# compact hard case?



## andrei1989 (Nov 20, 2014)

Hi all,

Last season i did not take my dslr when i went skiing, but this year i want to have it with me.
As I really don't want to damage it in case of a fall, i'm searching for a (hard) case to fit my 70d with attached 24mm or 40mm pancakes, as i don't really want to take the sigma 17-70 because of the total size.

I was thinking to get something like a semi-hard case, like the ones for compact cameras or portable hard-drives, of course one that would fit the 70d (if there is such thing).
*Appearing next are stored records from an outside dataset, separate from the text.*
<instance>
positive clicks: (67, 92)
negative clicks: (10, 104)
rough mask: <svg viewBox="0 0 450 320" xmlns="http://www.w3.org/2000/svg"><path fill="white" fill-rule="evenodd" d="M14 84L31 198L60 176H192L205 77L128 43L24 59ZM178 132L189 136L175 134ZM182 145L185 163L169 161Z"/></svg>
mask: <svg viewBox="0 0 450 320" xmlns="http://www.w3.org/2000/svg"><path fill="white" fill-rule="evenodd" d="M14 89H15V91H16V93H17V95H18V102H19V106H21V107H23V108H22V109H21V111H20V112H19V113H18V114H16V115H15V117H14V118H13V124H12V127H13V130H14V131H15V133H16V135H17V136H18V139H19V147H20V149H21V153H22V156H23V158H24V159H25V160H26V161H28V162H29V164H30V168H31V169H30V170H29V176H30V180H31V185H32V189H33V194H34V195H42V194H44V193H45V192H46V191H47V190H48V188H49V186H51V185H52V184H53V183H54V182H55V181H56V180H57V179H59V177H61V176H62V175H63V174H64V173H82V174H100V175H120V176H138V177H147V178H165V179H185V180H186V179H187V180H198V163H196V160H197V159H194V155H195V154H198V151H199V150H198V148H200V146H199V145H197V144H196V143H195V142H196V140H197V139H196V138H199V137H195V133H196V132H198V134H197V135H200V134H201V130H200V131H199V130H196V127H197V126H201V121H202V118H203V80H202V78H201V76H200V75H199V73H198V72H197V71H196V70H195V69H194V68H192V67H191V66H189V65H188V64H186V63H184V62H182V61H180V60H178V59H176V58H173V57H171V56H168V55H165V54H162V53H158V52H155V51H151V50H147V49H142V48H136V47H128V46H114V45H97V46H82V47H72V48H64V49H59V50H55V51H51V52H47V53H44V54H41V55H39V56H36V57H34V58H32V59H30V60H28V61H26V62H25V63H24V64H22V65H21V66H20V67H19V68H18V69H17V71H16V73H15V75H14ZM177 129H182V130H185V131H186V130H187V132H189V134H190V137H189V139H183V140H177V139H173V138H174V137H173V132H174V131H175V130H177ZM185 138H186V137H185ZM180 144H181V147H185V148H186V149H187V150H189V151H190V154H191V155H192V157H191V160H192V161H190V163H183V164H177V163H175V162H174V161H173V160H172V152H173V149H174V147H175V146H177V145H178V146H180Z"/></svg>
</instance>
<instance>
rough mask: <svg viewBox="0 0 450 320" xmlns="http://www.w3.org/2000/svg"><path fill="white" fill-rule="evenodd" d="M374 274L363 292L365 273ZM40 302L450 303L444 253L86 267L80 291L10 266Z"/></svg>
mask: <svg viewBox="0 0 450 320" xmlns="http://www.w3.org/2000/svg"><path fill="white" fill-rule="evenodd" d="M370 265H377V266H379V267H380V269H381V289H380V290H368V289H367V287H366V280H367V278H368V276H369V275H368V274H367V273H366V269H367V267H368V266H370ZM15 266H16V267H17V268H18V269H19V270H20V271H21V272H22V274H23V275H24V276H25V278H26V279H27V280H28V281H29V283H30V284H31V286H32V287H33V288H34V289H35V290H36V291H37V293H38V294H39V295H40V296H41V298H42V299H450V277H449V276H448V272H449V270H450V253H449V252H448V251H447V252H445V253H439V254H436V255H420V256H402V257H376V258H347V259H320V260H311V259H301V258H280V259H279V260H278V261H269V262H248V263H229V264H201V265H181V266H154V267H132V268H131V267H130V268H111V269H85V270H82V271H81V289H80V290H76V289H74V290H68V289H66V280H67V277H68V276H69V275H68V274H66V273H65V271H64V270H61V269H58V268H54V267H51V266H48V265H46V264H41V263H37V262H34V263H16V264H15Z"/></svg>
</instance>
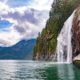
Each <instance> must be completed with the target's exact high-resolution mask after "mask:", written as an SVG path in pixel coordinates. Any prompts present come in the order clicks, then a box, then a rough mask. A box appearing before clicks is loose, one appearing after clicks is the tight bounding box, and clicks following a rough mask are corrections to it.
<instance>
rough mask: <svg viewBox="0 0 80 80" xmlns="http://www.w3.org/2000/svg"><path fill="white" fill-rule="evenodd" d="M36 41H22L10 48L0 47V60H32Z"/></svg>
mask: <svg viewBox="0 0 80 80" xmlns="http://www.w3.org/2000/svg"><path fill="white" fill-rule="evenodd" d="M35 43H36V40H35V39H31V40H28V41H25V40H22V41H20V42H19V43H17V44H16V45H14V46H12V47H0V59H32V53H33V48H34V46H35Z"/></svg>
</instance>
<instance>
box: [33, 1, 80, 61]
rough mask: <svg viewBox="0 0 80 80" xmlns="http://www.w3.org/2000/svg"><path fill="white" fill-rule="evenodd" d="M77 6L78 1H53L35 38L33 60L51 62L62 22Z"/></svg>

Do you have any suggestions?
How do you take your dslr for skiing?

Thanks


----------



## Don Haines (Nov 20, 2014)

andrei1989 said:


> Hi all,
> 
> Last season i did not take my dslr when i went skiing, but this year i want to have it with me.
> As I really don't want to damage it in case of a fall, i'm searching for a (hard) case to fit my 70d with attached 24mm or 40mm pancakes, as i don't really want to take the sigma 17-70 because of the total size.
> ...


The gold standard are the Pelican cases.

http://www.pelican-case.com/photincas.html

They also have the storm line which has much easier to operate latches.... browse through the website and see what fits your needs...


----------



## andrei1989 (Dec 1, 2014)

so after looking at almost all pelican cases, i found nothing to fit my needs, they were either too thin or too large to comfortably carry in a backpack

what i got is this:
http://www.amazon.de/gp/product/B009LLVHR4?psc=1&redirect=true&ref_=oh_aui_detailpage_o00_s00

the 70d with a pancake lens will fit with some room left. with attached sigma 17-70C it's a really tight fit so most likely with the 18-55 kit lens it will also fit good


----------



## Don Haines (Dec 1, 2014)

andrei1989 said:


> so after looking at almost all pelican cases, i found nothing to fit my needs, they were either too thin or too large to comfortably carry in a backpack
> 
> what i got is this:
> http://www.amazon.de/gp/product/B009LLVHR4?psc=1&redirect=true&ref_=oh_aui_detailpage_o00_s00
> ...


looks good!

If you are looking for protection for a lens, you can either go for the lightweight series of the beta-shell, or you can do what I do to protect my camping stove... It is one of those MSR whisperlite stoves (30 years old and still going strong) that has the pump assembly in the fuel bottle... Get a good bottle of 12 (or more) year old scotch that has a protective cardboard tube for the bottle.... enjoy the scotch, place the fuel bottle/pump in the tube, snap the lid back in place, and away you go....

You can do the same with a lens, just find the right size scotch to fit your lens


----------



## lintoni (Dec 1, 2014)

Don Haines said:


> looks good!
> 
> If you are looking for protection for a lens, you can either go for the lightweight series of the beta-shell, or you can do what I do to protect my camping stove... It is one of those MSR whisperlite stoves (30 years old and still going strong) that has the pump assembly in the fuel bottle... Get a good bottle of 12 (or more) year old scotch that has a protective cardboard tube for the bottle.... enjoy the scotch, place the fuel bottle/pump in the tube, snap the lid back in place, and away you go....
> 
> *You can do the same with a lens, just find the right size scotch to fit your lens *


If you're wise, you'll get the wrong size bottle first time.


----------